A Aceleração das mudanças e como “enfrentá-la”

 

Publicado no Jornal “Estado de Minas”, Coluna R. Humanos, em 01/12/96 – B. Horizonte – MG
* Publicado na Revista Rae Light, Fundação Getúlio Vargas, Volume 4, Número 2, abr/jun. 1997 – S. Paulo – SP

 

Inevitável, nos dias de hoje, ao se falar sobre Educação, Empresas, Recursos Humanos, Desenvolvimento, Treinamento, como dos demais ramos do conhecimento, sem nos referirmos ao já desgastado assunto que dá título a esse artigo.

Entretanto, nas atuais circunstâncias, um enfoque mais abrangente torna-se necessário para o “enfrentamento” dessas mudanças. Algumas tentativas conhecidas têm sido nebulosas nesse campo, razão pela qual preferimos nos aprofundar nesse aspecto.

Nesses últimos anos, avanços substanciais têm sido notados em quase todos os campos do conhecimento: Física, Química, Biologia, Matemática e outros. Pessoas envolvidas nesses estudos nos têm proporcionado uma evolução em relação à longevidade e qualidade de vida, pessoal e profissional.

No entanto, ao falarmos sobre educação, recursos humanos e comportamentos em geral, será que podemos constatar uma evolução semelhante? Certamente não. É cada vez maior, nessa área (e em muitas outras), o abismo que separa o comportamento das pessoas do formidável avanço tecnológico em curso. Não seria então razoável inspirarmo-nos nessas novas conquistas da ciência e, a partir daí, tentarmos diminuir esse abismo na procura de um melhor desempenho? As Teorias do Caos, da Autopoiese, dos Fractais e das Estruturas Dissipativas são algumas dessas conquistas que devem merecer nossa atenção.

 

TEORIA DO CAOS

A partir de estudos sobre a Teoria do Caos 1, é possível demonstrar o que terá de ser “enfrentado” daqui para frente, na educação, nas empresas, na economia, nas sociedades, em Recursos Humanos etc, é com o que contamos para conviver de maneira harmônica com isso. Essa Teoria nos revela que sistemas complexos, dinâmicos, não lineares, em desordem (Caos) (todos os sistemas em que as variáveis interagem e com diversas alternativas de soluções) têm, muitas vezes, na sua origem, leis e padrões simples. Entretanto, as interferências e acasos no seu percurso tornam impreditível seu comportamento futuro, gerando desordens aparentes e de difícil explicação e entendimento. Ocorrências imprevistas criam ordens desconhecidas (desordem). 

É principalmente na origem do percurso que os acasos exercem maior influência. Vale aqui citar a conferência de Edward Lorenz que se tornou símbolo dessa Teoria: “Previsibilidade: pode o bater das asas de uma borboleta no Brasil ocasionar um tornado no Texas”? Inspirado em seus estudos sobre Meteorologia, Lorenz observou que pequenas ocorrências, principalmente nas condições iniciais, geraram grandes e profundas alterações nas suas previsões.
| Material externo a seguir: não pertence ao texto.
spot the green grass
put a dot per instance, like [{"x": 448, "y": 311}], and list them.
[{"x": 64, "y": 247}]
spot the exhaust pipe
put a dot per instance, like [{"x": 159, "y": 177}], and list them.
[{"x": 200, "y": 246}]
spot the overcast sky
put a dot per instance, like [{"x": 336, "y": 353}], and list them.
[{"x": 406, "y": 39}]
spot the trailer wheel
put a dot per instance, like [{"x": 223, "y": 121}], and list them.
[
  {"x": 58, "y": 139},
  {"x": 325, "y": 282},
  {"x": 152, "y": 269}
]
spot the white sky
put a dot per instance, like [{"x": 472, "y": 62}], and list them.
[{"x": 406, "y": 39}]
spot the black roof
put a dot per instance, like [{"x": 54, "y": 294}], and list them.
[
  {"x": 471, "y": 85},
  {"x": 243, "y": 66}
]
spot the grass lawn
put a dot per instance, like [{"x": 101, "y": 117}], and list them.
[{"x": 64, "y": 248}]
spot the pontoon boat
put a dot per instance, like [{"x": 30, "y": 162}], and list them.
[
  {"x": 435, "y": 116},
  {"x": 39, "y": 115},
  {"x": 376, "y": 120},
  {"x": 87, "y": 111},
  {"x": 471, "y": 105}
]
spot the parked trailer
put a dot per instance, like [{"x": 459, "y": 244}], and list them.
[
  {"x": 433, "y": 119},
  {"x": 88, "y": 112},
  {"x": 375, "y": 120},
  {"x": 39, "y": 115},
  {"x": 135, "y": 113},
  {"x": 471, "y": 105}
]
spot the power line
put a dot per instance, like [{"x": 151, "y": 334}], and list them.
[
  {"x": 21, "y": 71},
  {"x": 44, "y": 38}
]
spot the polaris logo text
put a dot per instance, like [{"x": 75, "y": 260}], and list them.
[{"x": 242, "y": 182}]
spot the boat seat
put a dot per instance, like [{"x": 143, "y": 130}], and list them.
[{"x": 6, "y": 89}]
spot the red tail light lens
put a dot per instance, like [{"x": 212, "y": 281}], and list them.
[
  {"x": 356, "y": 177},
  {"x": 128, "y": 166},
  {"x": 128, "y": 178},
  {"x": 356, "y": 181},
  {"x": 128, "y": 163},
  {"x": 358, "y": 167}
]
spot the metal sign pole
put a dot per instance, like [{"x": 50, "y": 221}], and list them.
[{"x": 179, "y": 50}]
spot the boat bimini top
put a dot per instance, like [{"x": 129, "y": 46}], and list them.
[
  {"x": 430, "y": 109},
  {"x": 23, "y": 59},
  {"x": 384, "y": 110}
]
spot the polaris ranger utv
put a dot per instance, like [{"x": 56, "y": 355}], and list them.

Chamam os estudiosos de “Sensibilidade às condições iniciais”.

Como, então, num mundo em acelerado processo de transformação, pode-se predizer, planejar, se pequenas ocorrências gerarão grandes mudanças? Planejando, sim, para ser possível a intervenção em momentos adequados, mas, principalmente, com flexibilidade e prontidão, que aliadas à informação, nos ajudarão a “enfrentar” essas “mudanças que mudarão”, essas transformações impreditíveis. É necessário lembrar que pequenas ocorrências não devem ser negligenciadas, pois podem gerar grandes efeitos. Informação, flexibilidade e prontidão são nossas potencialidades a serem acionadas para “enfrentar” o “Caos”. Na educação, nas empresas e em Recursos Humanos o avanço da informática tem permitido acesso às informações com precisão e presteza, porém, Flexibilidade e Prontidão são imprescindíveis para responder com versatilidade e agilidade aos desafios advindos da impreditibilidade.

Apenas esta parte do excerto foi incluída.